Tripartite motif-containing 22, also known as TRIM22, is a protein which in humans is encoded by the TRIM22 gene.

Function 

The protein encoded by this gene is a member of the tripartite motif (TRIM) family. The TRIM motif includes three zinc-binding domains, a RING, a B-box type 1 and a B-box type 2, and a coiled-coil region. This protein localizes to the cytoplasm and its expression is induced by interferon. TRIM22 is also a target gene of the  tumor suppressor protein p53.

TRIM22 possesses E3 ubiquitin ligase activity and is able to ubiquitinate itself with the assistance of the E2 enzyme UbcH5B.  Furthermore, TRIM22 is located in the nucleus and therefore may function as a nuclear E3 ubiquitin ligase.

Clinical significance 

The protein down-regulates transcription from the HIV-1 long terminal repeat promoter region, suggesting that function of this protein may be to mediate interferon's antiviral effects. Other proteins that function to restrict HIV replication include TRIM5alpha and APOBEC3G.

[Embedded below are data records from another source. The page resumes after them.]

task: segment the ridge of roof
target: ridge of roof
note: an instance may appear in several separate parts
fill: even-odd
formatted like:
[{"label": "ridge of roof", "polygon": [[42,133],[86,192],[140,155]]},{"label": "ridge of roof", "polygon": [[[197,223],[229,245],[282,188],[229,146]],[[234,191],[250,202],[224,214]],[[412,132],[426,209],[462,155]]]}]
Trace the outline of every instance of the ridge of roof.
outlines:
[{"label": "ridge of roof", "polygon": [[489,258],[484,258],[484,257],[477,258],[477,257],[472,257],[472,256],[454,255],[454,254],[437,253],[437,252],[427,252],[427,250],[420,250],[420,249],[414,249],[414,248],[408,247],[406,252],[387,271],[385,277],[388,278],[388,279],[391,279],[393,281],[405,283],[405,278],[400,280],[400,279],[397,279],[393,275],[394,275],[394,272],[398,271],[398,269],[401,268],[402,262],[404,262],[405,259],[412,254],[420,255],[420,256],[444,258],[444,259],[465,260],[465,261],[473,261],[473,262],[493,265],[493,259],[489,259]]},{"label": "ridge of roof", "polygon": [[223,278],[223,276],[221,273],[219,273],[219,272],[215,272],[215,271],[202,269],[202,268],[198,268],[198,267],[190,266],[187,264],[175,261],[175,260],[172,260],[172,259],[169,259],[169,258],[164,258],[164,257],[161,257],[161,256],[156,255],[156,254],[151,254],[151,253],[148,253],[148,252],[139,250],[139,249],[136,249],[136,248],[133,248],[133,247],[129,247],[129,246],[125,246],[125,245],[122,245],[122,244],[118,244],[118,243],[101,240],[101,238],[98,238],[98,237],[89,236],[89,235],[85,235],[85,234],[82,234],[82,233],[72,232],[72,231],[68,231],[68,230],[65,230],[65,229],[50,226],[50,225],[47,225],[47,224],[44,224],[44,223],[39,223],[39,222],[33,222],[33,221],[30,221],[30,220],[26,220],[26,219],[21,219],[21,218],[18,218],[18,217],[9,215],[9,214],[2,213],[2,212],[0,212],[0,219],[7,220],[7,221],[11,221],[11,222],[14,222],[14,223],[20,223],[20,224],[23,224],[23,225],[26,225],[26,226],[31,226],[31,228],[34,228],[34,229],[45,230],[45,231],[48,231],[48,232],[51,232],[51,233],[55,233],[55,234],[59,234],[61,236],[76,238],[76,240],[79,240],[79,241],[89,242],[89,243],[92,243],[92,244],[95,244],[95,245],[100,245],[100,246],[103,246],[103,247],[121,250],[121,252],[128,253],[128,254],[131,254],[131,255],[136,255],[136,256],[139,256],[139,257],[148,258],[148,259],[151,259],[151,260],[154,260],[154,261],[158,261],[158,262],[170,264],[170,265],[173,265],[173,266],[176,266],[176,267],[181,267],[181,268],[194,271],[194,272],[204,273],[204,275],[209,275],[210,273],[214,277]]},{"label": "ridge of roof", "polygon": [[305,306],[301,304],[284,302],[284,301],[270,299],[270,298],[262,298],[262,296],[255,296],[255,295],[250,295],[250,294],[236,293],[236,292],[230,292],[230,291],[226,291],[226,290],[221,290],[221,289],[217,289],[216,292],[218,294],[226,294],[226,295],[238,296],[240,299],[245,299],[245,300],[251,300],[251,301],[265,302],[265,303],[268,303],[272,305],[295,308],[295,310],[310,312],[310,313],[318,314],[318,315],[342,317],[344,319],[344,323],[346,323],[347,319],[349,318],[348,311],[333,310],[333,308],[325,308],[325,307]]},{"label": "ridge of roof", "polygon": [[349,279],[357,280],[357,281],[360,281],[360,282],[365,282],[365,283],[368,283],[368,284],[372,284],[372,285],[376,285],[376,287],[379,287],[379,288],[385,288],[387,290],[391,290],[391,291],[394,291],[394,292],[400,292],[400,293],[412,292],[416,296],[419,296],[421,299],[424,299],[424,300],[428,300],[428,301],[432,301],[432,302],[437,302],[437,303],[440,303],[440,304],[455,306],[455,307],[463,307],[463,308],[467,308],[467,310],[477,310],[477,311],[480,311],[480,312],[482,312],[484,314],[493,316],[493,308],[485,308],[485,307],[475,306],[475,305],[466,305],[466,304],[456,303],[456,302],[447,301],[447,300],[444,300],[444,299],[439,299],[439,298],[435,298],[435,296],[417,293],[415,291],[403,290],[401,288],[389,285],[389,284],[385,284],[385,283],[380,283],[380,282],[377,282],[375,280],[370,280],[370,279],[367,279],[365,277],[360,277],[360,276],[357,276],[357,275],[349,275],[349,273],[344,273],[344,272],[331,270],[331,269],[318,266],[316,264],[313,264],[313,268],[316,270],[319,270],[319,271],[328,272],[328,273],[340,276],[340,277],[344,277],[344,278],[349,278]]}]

It has been demonstrated that treatment of cells with interferon type I inhibits HIV replication and TRIM22 is strongly up-regulated by interferon treatment.  Furthermore, HIV particle release from cells depleted of TRIM22 with RNA interference is enhanced. TRIM22 appears to prevent the movement of the HIV Gag protein to the plasma membrane and hence TRIM22 can block HIV replication in cell cultures by preventing the assembly of the virus.